Verlander led the AL in wins, ERA, strikeouts, WHIP, and innings pitched. He was the first pitcher to win the AL pitching Triple Crown since Johan Santana for the 2006 Twins.
He was the first pitcher to win at least 24 games and throw a no-hitter in the same season since Sandy Koufax won 26 games and pitched a no-hitter for the 1965 Dodgers. He’s the first AL pitcher to accomplish the feat since Bob Feller for the 1946 Indians.
Verlander was able to turn the velocity up on his fastball as the game went longer. He averaged around 96 mph with it in the seventh through ninth innings, about 1.5 mph greater than in the first three innings.
Only five starting pitchers threw a fastball clocked at 99 mph or greater this season. Verlander did so 71 times, 44 more than the next closest, Dodgers pitcher Rubby De La Rosa.
2-Strike Pitch Usage (2009 vs 2011)
But it was Verlander's other pitches that made him so good in 2011. Over a two-year period, Verlander increased the number of successful options he had with a two-strike count.
In 2009, he threw fastballs nearly 60 percent of the time with two strikes. He reduced that to 46 percent in 2011, increasing how often he threw his curveball, changeup and slider (see chart on right).
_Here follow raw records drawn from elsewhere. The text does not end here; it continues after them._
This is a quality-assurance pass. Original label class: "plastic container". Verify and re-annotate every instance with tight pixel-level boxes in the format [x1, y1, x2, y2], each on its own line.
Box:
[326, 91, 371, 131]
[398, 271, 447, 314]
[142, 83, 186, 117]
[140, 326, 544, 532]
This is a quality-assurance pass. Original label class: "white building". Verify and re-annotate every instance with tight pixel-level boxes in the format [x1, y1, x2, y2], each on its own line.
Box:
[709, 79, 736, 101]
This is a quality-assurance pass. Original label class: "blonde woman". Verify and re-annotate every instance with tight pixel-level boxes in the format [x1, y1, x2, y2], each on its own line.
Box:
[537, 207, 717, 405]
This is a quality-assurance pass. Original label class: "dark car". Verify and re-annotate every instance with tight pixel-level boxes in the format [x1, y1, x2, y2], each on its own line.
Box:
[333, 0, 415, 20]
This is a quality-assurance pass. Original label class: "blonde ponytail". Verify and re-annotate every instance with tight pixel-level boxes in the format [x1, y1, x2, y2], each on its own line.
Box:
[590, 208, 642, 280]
His strikeouts on fastballs went from 134 to 2009 to 88 in 2011.
Verlander’s strikeouts from his other pitches increased from 130 in 2009 (ninth-most in the majors) to 162 this year (fourth-most in the majors).
He cut 20 points off his opponents’ batting average with two strikes (from .154 to .134) and 41 points off his opponents’ OPS (from .436 to .395).
Some think that Verlander may win MVP honors. He would be the first starting pitcher to do so since Roger Clemens in 1986. If he does win, he may want to pay extra thanks to his teammates. He may have gotten some statistical help from the Tigers defense.
With the exception of centerfielder Austin Jackson, Detroit's defense didn't perform at a high level statistically this season. But when Verlander pitched, things went right.
Our pitch-performance data shows that opponents got 66 hits on the 106 line drives they hit against him. That .623 batting average sounds impressive, but it is 94 points below the major league average of .717. The average pitcher would have given up 10 more hits than Verlander did.